I thought that I might find some kind of catharsis in it- the way the grooves on the skin of your fingers brush against the grain of my own flesh and charge each cell. There's something in a touch that gives it the potential to reach those inarticulable, carnal depths which words cannot. Before you speak, you gingerly cradle my hand and pull it towards you and then I know: there's no primal comfort in the way you run the ball of your thumb over my cracked and aching knuckles. Your hazel eyes, with their concerned gaze and your mouth with that empathetic pout- they don't cause every tendon in my body to tremble or catalyze the aching of my heart to spill its heavy contents out for you to bear on my behalf. I know it's nothing you've done- nothing that you're lacking or some shortcoming that causes a schism too great for me to overlook and reach out to you anyway. I know that you want me to unfold to you, like a tender work of literature whose bindings melt in large, eager hands. It's not that I can't do that- reveal myself like a ripe rose flexing its petals, reaching to stroke its own leaves on a dewy morning. I can be open. I can be vulnerable. I can. But not for you.
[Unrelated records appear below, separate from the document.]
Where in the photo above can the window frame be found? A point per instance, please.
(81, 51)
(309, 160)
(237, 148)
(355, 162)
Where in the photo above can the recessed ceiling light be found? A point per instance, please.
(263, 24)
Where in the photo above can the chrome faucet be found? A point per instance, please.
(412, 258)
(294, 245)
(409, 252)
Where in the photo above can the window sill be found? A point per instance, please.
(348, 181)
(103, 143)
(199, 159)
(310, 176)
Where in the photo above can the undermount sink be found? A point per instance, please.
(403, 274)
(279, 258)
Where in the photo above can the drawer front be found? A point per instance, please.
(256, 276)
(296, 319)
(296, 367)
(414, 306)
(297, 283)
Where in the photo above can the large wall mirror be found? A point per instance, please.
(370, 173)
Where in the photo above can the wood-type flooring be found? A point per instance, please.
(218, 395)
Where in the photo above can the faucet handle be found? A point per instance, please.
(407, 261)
His eyes, they're brown. They're not a romantic tawny chocolate or a stormy amber, but a very monochromatic and cool stone brown. And I can read sonnets in your eyes when in his, all I can see is a dark reflection of myself which makes me look as small and fragile as I feel when I wake up and every muscle in my body fights the carnal drive for survival. Can you imagine that? And how silly it sounds, to say that my own body fights itself because my heart wants life and my mind knows that every step of it will be a struggle to find a place where I can be safe and warm. You are warm, but you are too tender of spirit, with those eyes that sing stories and hands which treat the leather of my palms like fragile parchment. You are so kind, so gentle and open. And I am withered, tired and sore of spirit. I don't need a warm rain, though warm rains are lovely and smell of wisteria and aged sunlight. I don't need a gentle nudge. And, as lovely as you are, I don't need you.

He is a stormy morning, a thunderous afternoon, and a thousand bolts of lightning dancing across the black evening sky, lighting up the high and rolling fields so that they seem to dance like the hungry tongues of a wildfire. And I may look small in the pools of his eyes, but they are often tired and craving the volume provided by the silhouette of my figure. You stand in need of validation, and you have a love who loves, herself, to connect on levels which I'm not built to access. He stands freely, like a tattered flag bellowing resiliently in the wind. He doesn't hold me tenderly and give me space to crumble as I often feel I will. He resists me in my haste and braces all of my loosened pieces together until they seal themselves against me like a shield. You give me room to be weak and he makes me strong. Every young girl's mother will tell her, "Find a man who loves you for who you are," and you do. But he loves me for everything that I can be.